Dapagliflozin in Patients with Chronic Kidney Disease
Hiddo J.L. Heerspink et al.
New England Journal of Medicine, September 24, 2020
DOI: 10.1056/NEJMoa2024816
Funded by AstraZeneca
ClinicalTrials.gov number, NCT03036150.
PMID: 32970396
背景
慢性腎臓病の患者は、腎臓および心血管の有害な転帰のリスクが高い。
2型糖尿病の有無にかかわらず、慢性腎臓病患者におけるダパグリフロジンの効果は不明である。
方法
推定糸球体濾過率(GFR)が25~75ml/min/体表面積1.73m2、尿中アルブミン/クレアチニン比(アルブミンの測定単位:mg、クレアチニンの測定単位:g)が200~5,000の被験者4,304例を、ダパグリフロジン(10mgを1日1回投与)またはプラセボ投与群にランダム割り付けした。
主要アウトカムは、推定GFRの持続的な低下(50%以上)、末期腎疾患、腎・心血管疾患による死亡を複合したものであった。
結果
・独立データモニタリング委員会は、有効性を理由に試験の中止を勧告した。中央値2.4年の間に、主要アウトカムイベントが発生したのはダパグリフロジン群2,152例中197例(9.2%)、プラセボ群2,152例中312例(14.5%)であった。
★ハザード比 0.61、95%信頼区間[CI] 0.51~0.72;P<0.001
★NNT 19人、95%CI 15~27人
・推定GFRが50%以上持続的に低下した場合、末期腎疾患、または腎疾患による死亡の複合体のハザード比は0.56(95%CI、0.45~0.68;P<0.001)であり、心血管疾患による死亡または心不全による入院の複合体のハザード比は0.71(95%CI、0.55~0.92;P=0.009)であった。
・死亡はダパグリフロジン群で101例(4.7%)、プラセボ群で146例(6.8%)に発生した。
★ハザード比 0.69、95%CI 0.53~0.88;P=0.004
・ダパグリフロジンの効果は、2型糖尿病患者と2型糖尿病患者以外の参加者でも同様であった。

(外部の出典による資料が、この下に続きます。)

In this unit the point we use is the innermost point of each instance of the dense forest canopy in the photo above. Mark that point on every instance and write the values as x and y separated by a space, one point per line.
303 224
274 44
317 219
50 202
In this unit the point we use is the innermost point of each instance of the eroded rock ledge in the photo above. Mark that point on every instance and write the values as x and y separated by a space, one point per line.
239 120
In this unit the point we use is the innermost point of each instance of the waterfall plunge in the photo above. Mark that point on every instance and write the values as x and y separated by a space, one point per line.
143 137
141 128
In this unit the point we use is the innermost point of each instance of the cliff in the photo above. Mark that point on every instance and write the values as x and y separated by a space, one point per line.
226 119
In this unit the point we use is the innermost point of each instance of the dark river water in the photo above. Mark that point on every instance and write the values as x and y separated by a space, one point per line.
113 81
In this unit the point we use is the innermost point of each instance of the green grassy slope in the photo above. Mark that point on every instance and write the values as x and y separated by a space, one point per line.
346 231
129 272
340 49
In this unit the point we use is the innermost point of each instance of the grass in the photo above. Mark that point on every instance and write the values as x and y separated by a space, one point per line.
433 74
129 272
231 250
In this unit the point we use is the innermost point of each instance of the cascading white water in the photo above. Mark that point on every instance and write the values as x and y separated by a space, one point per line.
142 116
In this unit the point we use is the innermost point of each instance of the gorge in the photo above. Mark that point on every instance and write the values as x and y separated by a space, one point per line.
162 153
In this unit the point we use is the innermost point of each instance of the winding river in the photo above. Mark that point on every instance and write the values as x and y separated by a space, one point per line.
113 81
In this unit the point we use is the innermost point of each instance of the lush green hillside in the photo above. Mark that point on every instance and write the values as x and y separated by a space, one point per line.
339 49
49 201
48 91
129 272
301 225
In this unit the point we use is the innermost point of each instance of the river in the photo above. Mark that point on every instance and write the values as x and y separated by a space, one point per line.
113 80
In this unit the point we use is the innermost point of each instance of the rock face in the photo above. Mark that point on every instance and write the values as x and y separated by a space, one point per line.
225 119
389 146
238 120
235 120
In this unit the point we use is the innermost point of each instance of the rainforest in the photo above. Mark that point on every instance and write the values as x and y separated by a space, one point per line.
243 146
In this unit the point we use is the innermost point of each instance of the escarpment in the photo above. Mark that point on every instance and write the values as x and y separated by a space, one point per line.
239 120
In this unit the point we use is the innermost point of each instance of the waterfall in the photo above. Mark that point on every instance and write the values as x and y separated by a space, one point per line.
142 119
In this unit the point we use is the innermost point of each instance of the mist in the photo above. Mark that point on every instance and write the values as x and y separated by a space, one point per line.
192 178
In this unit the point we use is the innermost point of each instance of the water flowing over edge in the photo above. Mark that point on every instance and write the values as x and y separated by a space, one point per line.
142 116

・ダパグリフロジンの既知の安全性プロファイルが確認された。
結論
慢性腎臓病患者において、糖尿病の有無にかかわらず、推定GFRの持続的な低下(50%以上)、末期の腎臓病、または腎臓や心血管系の原因による死亡の複合リスクは、ダパグリフロジンの方がプラセボよりも有意に低かった。
コメント
糖尿病患者における微小血管合併症の糖尿病性腎症は、透析導入の主な原因となっています。糖尿病患者における最大の治療目標は、健常者と変わらない生活を送ることにあり、その1つに合併症への進展予防が治療戦略として掲げられています。一方、原疾患が糖尿病では無い慢性腎障害(CKD)患者における治療目標は、腎機能の低下を抑制し、透析導入までの時間を延長することです。
近年、SGLT2阻害薬による2型糖尿病以外への治療効果が検証されており、心不全に対する適応追加は記憶に新しいと思います。本試験では、糖尿病の有無にかかわらず、CKD患者におけるSGLT2阻害薬の治療効果を検証しました。

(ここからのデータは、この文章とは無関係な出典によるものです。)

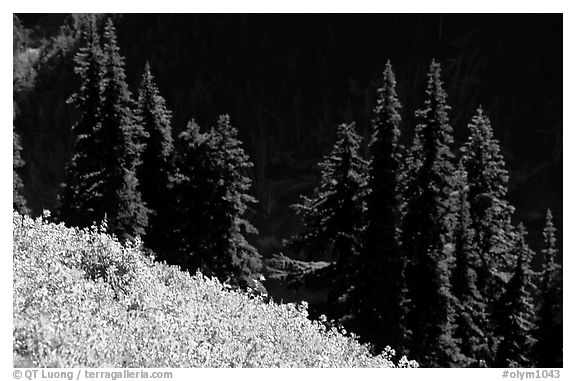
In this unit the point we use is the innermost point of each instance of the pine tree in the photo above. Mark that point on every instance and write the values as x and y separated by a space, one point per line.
124 137
427 232
79 202
332 216
157 169
516 311
381 286
192 192
101 178
471 317
548 348
18 200
489 210
212 197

さて、本試験結果によれば、CKD患者に対するSGLT2阻害薬の使用は、プラセボと比較して、主要アウトカムの発生率を有意に低下させました。
主要アウトカムは、推定GFRの持続的な低下(50%以上)、末期腎疾患、腎・心血管疾患による死亡を複合したものであり、個々の構成要素の結果は以下の通りであった;
- 推定GFRの持続的な低下(50%以上):HR 0.53(95%CI 0.42〜0.67)
- 末期腎疾患 :HR 0.64(95%CI 0.50〜0.82)
- 腎疾患による死亡 :-
- 心血管疾患による死亡 :HR 0.81(95%CI 0.58〜1.12)
eGFRの低下を抑制し、末期腎疾患への進展を抑えるようです。一方、腎疾患による死亡については、イベント数自体が少なくハザード比を算出できていません。心血管疾患による死亡については、減少傾向でした。
総死亡についてはHR 0.69(0.53〜0.88)でした。いずれにせよ、eGFRの低下を抑制したことによる効果が影響していそう。クラスエフェクトか否かの検証が必要であると考えます。続報に期待。